Ch-ch-ch-ch-changes!
;D
Well I had to go on HRT - there are some things that can't be imitated or learned like the voice (for a man).
Guess it just depends on how thorough a person feels they have to be. I didn't want to be stuck in a gender limbo, dealing with people confused by what they saw. That was going to continue to happen if I didn't take testosterone. Then I decided I wanted rid of the chest because it's bloody awful having to bind, and the thought of binding for life didn't appeal. Then all that was left was whether or not to go the whole hog. Being more than halfway through it makes sense to.
For me I knew that I loved the dream I had been living in my head for years of fully transitioning or just the different fantasies when things got difficult for me in my life I would just be able to live in my mind and do my daily routine by habit while actually playing out these female scenarios in my mind.
I decided hey I will just try out a really low dose of HRT. Once I was on the first dose I decided to double it, then decided to double it again
Then all of a sudden I bought all women clothes most of it is somewhat androgynous with a small hint of fem
Then I decided to go ahead with facial hair removal
Then I decided what the hell gathered all the male clothes up in hefty bags called the ARC and had them pick them all up for donation
Last week purchased my first bras because I noticed when I walked to fast my chest was not liking it all, it was a new experience, chest seems to be growing a bit faster now
Just purchased Womens eyeglasses when they get here out goes the male glasses
At that point I will not have any male articles of clothing left and I'm still not out full time yet
It seems to me that once you start, things just start to go into place a little at a time depending how comfortable you and are what goals are. For me I decided now,i just to go with the flow and how I feel not because someone else has done it faster or different what is right for them is not probably right me or you. When I started this
Take is slow and everything will happen when your ready
Oh my yes. At Christmas I poured my heart out in a letter to my wife. I explained me and my thoughts and at that time hair makeup and dresses where so far off I admitted I couldn't go there.

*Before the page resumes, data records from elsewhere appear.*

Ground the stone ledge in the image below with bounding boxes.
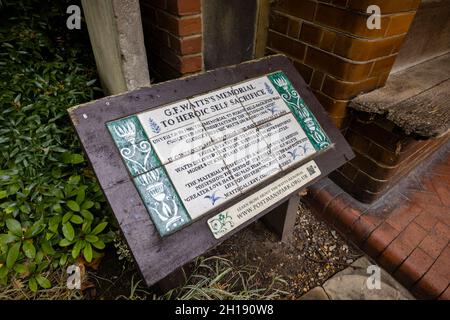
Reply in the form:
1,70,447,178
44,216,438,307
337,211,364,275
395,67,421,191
349,53,450,138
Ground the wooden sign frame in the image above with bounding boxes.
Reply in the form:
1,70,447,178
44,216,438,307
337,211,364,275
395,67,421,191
69,55,354,286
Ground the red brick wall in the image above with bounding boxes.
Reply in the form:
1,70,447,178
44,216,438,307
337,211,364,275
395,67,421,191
140,0,203,80
267,0,420,127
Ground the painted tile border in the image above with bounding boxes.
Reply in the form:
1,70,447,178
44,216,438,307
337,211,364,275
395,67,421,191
106,115,161,177
267,71,331,151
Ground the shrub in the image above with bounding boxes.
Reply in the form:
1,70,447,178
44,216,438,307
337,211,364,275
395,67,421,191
0,1,113,291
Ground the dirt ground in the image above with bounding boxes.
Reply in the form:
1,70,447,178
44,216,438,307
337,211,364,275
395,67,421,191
84,203,362,299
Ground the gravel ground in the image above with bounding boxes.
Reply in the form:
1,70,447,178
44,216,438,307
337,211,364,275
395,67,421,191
84,202,362,299
211,202,362,299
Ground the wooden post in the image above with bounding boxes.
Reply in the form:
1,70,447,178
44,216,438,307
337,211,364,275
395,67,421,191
254,0,270,59
81,0,150,94
261,194,300,243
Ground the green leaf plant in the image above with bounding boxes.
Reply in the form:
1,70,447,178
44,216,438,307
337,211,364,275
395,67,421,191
0,0,115,291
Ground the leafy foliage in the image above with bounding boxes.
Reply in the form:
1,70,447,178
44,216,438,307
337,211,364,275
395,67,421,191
0,1,113,291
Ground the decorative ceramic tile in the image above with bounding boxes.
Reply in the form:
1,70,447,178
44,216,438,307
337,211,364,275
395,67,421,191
208,161,321,239
259,114,316,169
138,100,212,164
106,116,161,177
134,167,190,236
216,129,280,192
166,146,239,219
268,72,331,150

Here we are three months later and I'm fully out and presenting as female even wearing a dress
( which I love). I felt on Monday I was good now. Tuesday I found out my approval for injections to nueter the testes came thru, now I need that too. Bugs me the doc is on holidays and I have to wait until the end of the month for it.
Maybe it will settle sometime. 😆
There was never any slope. It was jump from an airplane. :) I have known what I need to do for 30 years. I knew if I started there was no going back. I tried to wait in support of the family but I got to the point where living became almost intolerable so I had to start even though the timing wasn't exactly great.
Quote from: Christine_Hart on March 15, 2018, 10:49:20 AM
I'd read about the supposed slippery slope where, even when people thought they'd never go any further, they ended up heading all the way towards transition. Has anyone else found themselves in a similar situation? Not necessarily as far as transition, but certainly a lot further down the road than they thought they'd ever go. It doesn't seem that long ago that I never thought I'd consider HRT, then it moved onto well maybe, you can never rule anything out, and now it's like I'm really thinking seriously about it.
Christine
Slippery slope maybe. I think if it more like the Coyote running off a cliff. Hang there just long enough to hold to a sign that reads "help!"
That was October 2015. I'm probably getting SRS this fall. The one thing I can say is, I'm much happier.